Chapter 5 Querying models
Models can be queried using the query_distribution
and query_model
functions. The difference between these functions is that query_distribution
examines a single query and returns a full distribution of draws from the distribution of the estimand (prior or posterior); query_model
takes a collection of queries and returns a dataframe with summary statistics on the queries.
The simplest queries ask about causal estimands given particular parameter values and case level data. Here is one surprising result of this form:
5.1 Case level queries
The query_model
function takes causal queries and conditions (given
) and specifies the parameters to be used. The result is a dataframe which can be displayed as a table.
For a case level query we can make the query given a particular parameter vector, as below:
make_model("X-> M -> Y <- X") %>%
set_restrictions(c(decreasing("X", "M"),
decreasing("M", "Y"),
decreasing("X", "Y"))) %>%
query_model(queries = "Y[X=1]> Y[X=0]",
given = c("X==1 & Y==1",
"X==1 & Y==1 & M==1",
"X==1 & Y==1 & M==0"),
using = c("parameters")) %>%
kable(
caption = "In a monotonic model with flat priors, knowledge
that $M=1$ *reduces* confidence that $X=1$ caused $Y=1$")
Query | Given | Using | mean |
---|---|---|---|
Q 1 | X==1 & Y==1 | parameters | 0.615 |
Q 1 | X==1 & Y==1 & M==1 | parameters | 0.600 |
Q 1 | X==1 & Y==1 & M==0 | parameters | 0.667 |
This example shows how inferences change given additional data on \(M\) in a monotonic \(X \rightarrow M \rightarrow Y \leftarrow X\) model. Surprisingly observing \(M=1\) reduces beliefs that \(X\) caused \(Y\), the reason being that perhaps \(M\) and not \(X\) was responsible for \(Y=1\).
5.2 Posterior queries
Queries can also draw directly from the posterior distribution provided by stan
. In this next example we illustrate the joint distribution of the posterior over causal effects, drawing directly from the posterior dataframe generated by update_model
:
data <- fabricate(N = 100, X = complete_ra(N), Y = X)
model <- make_model("X->Y") %>%
set_confound(list(X = "Y[X=1]>Y[X=0]")) %>%
update_model(data, iter = 4000)
model$posterior_distribution %>%
data.frame() %>%
ggplot(aes(X_1.1 - X_1.0, Y.01 - Y.10)) +
geom_point()
We see that beliefs about the size of the overall effect are related to beliefs that \(X\) is assigned differently when there is a positive effect.
5.3 Query distribution
query_distribution
works similarly except that the query is over an estimand. For instance:
make_model("X -> Y") %>%
query_distribution(increasing("X", "Y"), using = "priors") %>%
hist(main = "Prior on Y increasing in X")
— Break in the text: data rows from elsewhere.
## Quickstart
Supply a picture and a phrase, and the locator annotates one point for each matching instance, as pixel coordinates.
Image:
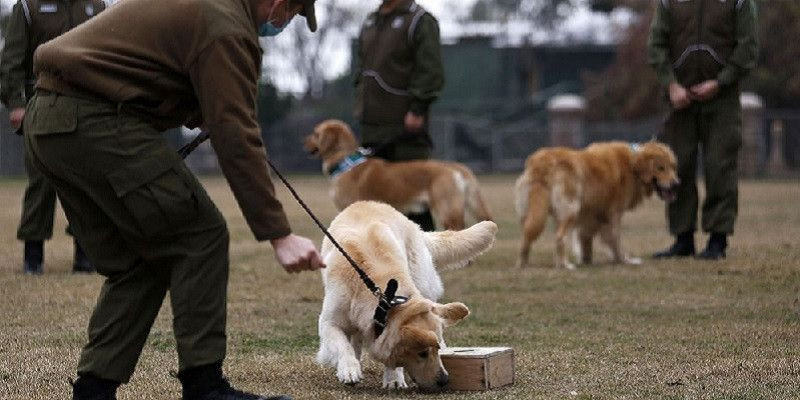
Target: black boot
(207, 383)
(683, 247)
(81, 264)
(88, 387)
(33, 258)
(424, 220)
(715, 249)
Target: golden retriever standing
(586, 191)
(449, 189)
(387, 245)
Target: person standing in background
(399, 74)
(31, 23)
(701, 50)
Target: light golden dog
(449, 189)
(387, 245)
(587, 191)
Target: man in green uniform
(399, 75)
(701, 49)
(104, 92)
(31, 23)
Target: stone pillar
(752, 151)
(566, 114)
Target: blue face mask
(268, 29)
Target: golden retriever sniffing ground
(387, 245)
(449, 189)
(586, 191)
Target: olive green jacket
(173, 63)
(31, 23)
(695, 40)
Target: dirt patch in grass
(667, 329)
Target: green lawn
(668, 329)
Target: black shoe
(33, 257)
(207, 383)
(88, 387)
(715, 250)
(81, 264)
(683, 247)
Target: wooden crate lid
(473, 352)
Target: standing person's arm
(427, 77)
(658, 56)
(224, 76)
(13, 73)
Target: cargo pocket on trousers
(157, 194)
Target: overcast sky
(582, 26)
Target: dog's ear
(459, 247)
(416, 338)
(644, 166)
(451, 313)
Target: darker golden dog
(448, 189)
(587, 191)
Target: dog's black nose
(442, 379)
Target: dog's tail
(532, 202)
(457, 248)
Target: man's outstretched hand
(297, 253)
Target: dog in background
(587, 191)
(448, 189)
(387, 245)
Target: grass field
(668, 329)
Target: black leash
(386, 300)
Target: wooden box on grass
(478, 368)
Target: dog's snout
(442, 379)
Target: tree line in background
(627, 88)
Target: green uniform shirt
(31, 23)
(399, 65)
(683, 35)
(139, 54)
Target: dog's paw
(568, 265)
(393, 378)
(349, 371)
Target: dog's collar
(349, 162)
(386, 302)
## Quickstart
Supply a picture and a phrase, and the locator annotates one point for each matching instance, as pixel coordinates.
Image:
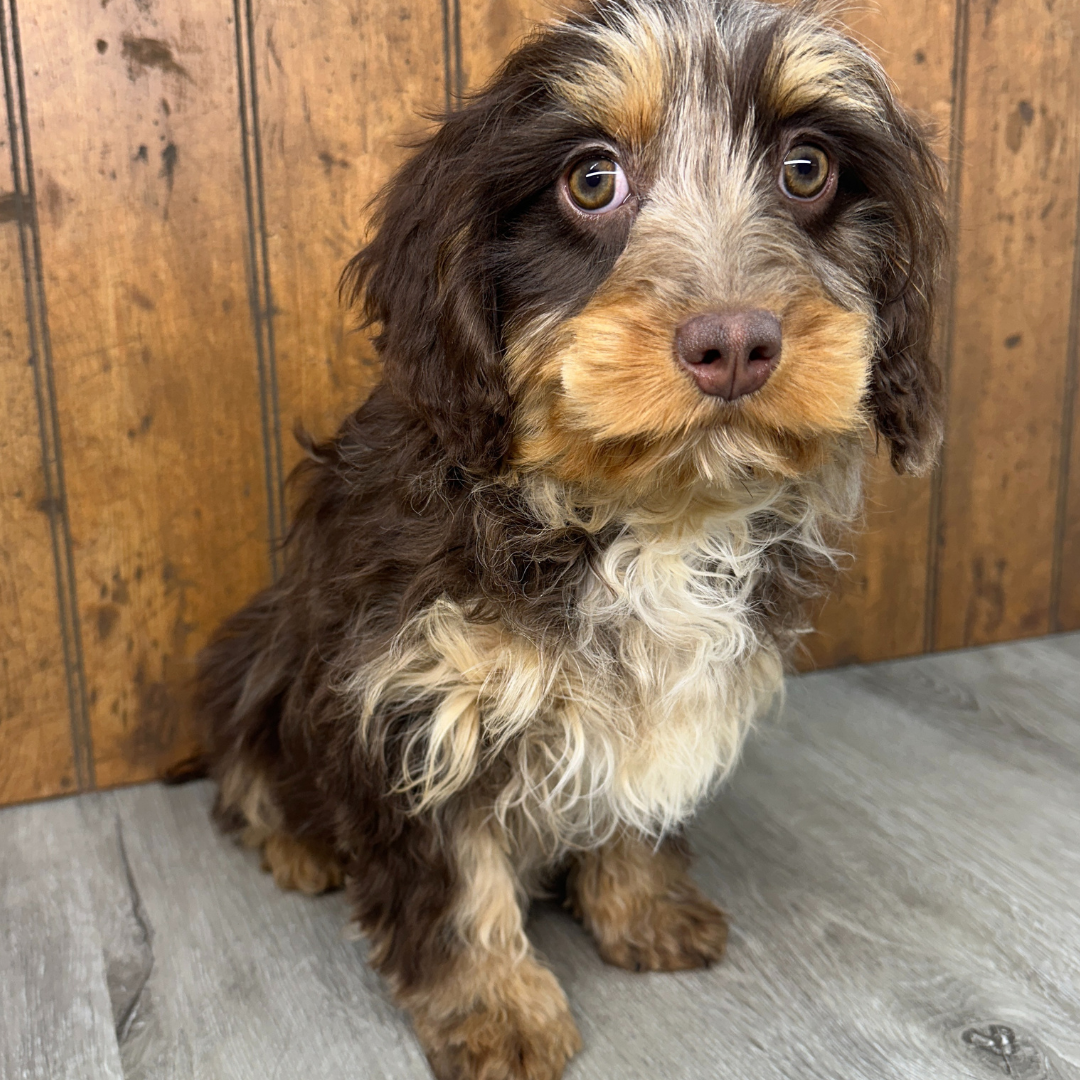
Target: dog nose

## Prior distribution added to model
5.4 Token and general causation
Note that in all these cases we use the same technology to make case level and population inferences. Indeed the case level query is just a conditional population query. As an illustration of this imagine we have a model of the form \(X \rightarrow M \rightarrow Y\) and are interested in whether \(X\) caused \(Y\) in a case in which \(M=1\). We answer the question by asking “what would be the probability that \(X\) caused \(Y\) in a case in which \(X=M=Y=1\)?” (line 3 below). This speculative answer is the same answer as we would get were we to ask the same question having updated our model with knowledge that in a particular case, indeed, \(X=M=Y=1\). See below:
model <- make_model("X->M->Y") %>%
set_restrictions(c(decreasing("X", "M"), decreasing("M", "Y"))) %>%
update_model(data = data.frame(X = 1, M = 1, Y = 1), iter = 8000)
query_model(
model,
query = "Y[X=1]> Y[X=0]",
given = c("X==1 & Y==1", "X==1 & Y==1 & M==1"),
using = c("priors", "posteriors"),
expand_grid = TRUE)
Query | Given | Using | mean | sd |
---|---|---|---|---|
Q 1 | X==1 & Y==1 | priors | 0.209 | 0.207 |
Q 1 | X==1 & Y==1 | posteriors | 0.224 | 0.212 |
Q 1 | X==1 & Y==1 & M==1 | priors | 0.248 | 0.221 |
Q 1 | X==1 & Y==1 & M==1 | posteriors | 0.252 | 0.221 |
We see the conditional inference is the same using the prior and the posterior distributions.
5.5 Complex queries
The Billy Suzy bottle breaking example illustrates complex queries. See Section 7.2.